Some advocate using clean, undressed leather for a strop - as the ultra fine arkansas stone leaves a good enough edge. I still use a bit of honing compound on mine, as I believe I still get a better edge. This might not be true if you are stropping the edge by hand, I honestly don't know... I think it definitely calls for some experimentation on my part. In any case, I'll continue on with what I do know, and that is using the large flat leather wheel for honing all my flat and convex edges, slowly rotating the tool until the entire edge has been stropped:

That still leaves the inner, concave edges of the gouge left to be stropped. I use the optional shaped leather wheel, lightly coated with honing compound, to work just the cutting edge of the tool. In both these instances, I use very little angle to the strop - I don't want to round the edge over, which would dull the blade and defeat the purpose for which stropping is used for. Just strop enough to remove the burr formed while polishing the stone on the hard arkansas stone and to give the very edge a nice, shiny appearance.

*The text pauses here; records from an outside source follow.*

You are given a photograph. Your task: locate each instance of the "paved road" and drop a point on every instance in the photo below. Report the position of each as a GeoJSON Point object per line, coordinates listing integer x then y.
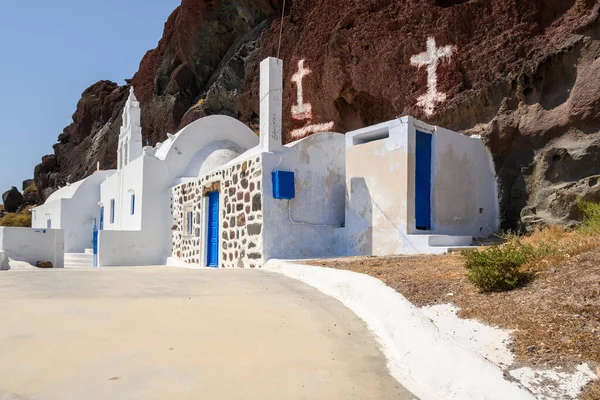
{"type": "Point", "coordinates": [170, 333]}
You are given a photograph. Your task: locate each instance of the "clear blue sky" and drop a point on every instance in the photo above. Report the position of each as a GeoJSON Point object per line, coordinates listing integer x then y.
{"type": "Point", "coordinates": [50, 52]}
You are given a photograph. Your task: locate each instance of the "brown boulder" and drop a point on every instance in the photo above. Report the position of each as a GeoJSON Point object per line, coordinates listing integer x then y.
{"type": "Point", "coordinates": [12, 200]}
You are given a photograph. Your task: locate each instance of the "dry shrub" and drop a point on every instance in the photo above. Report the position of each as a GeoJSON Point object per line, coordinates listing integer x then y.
{"type": "Point", "coordinates": [17, 220]}
{"type": "Point", "coordinates": [498, 268]}
{"type": "Point", "coordinates": [591, 218]}
{"type": "Point", "coordinates": [508, 266]}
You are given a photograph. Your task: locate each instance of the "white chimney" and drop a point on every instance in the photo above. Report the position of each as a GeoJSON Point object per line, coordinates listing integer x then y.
{"type": "Point", "coordinates": [271, 104]}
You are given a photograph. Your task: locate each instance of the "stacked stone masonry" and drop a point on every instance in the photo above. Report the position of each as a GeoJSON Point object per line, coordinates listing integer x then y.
{"type": "Point", "coordinates": [240, 216]}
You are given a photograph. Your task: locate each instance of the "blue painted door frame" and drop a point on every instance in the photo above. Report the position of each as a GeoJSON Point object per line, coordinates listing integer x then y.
{"type": "Point", "coordinates": [95, 244]}
{"type": "Point", "coordinates": [423, 181]}
{"type": "Point", "coordinates": [212, 252]}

In reality, power stropping takes very little time. I probably spend all of about 5 to 10 seconds at most on each side of the edge. The final product shows just where I concentrate on stropping the edge:

Note the shiny part of the metal right at the very cutting edge. It's the only part I worry about stropping. All stropping really needs to do is remove the burr that was formed in the last step. Trying to do more than that can be counterproductive, and runs the additional risk of accidentally blunting the edge. There's no need, in my opinion, to do so anyway. All I am really concerned with is how it cuts.
- With repeated honings, the edge will become more blunt and eventually require touching up on a stone. Which stone will depend upon how dull the edge has gotten.
You can see that I've even left some of the grinder marks in the center of the bevel, at the bottom of the hollow grind left from the round wheel of the grinder. They don't hurt the performance of the tool any, and removing them just means I'm removing more steel - which in essence is simply shortening the life of the tool, no more.
Flipping the gouge over, you can see how I only strop the cutting edge of the concave part of the gouge:

It's very little - as I mentioned before, this length would be more if this was a carving tool, but since it isn't I decided to stay with the original edge, and not bevel it any further than I had to. A carving gouge is called on to be more universal in nature, and I all ready have some sharpened in that manner - a little diversity never hurts.
Testing the Cut
Here's where you can "test your metal" to see how well a job you've done. I take a piece of scrap wood, and run the gouge perpendicular to the grain. If I see results such as these, I know I haven't done my job well enough:

A sharp edge will slice through the wood cleanly, with a satisfying "hiss". I've tried to enhance the above photo a bit to better show the tear out left by a dull gouge - hopefully you can see where the gouge has crushed and tore the fiber on the right side of its cut. Seeing this would tell me the right side of the blade was still too dull, and I would go back to the ultra fine arkansas stone and start over from there.
The kind of cut you should be getting should look more like this:

Nice, even edges, and not a bit of tear out all the way from one side to the other. This gouge is ready to go to work.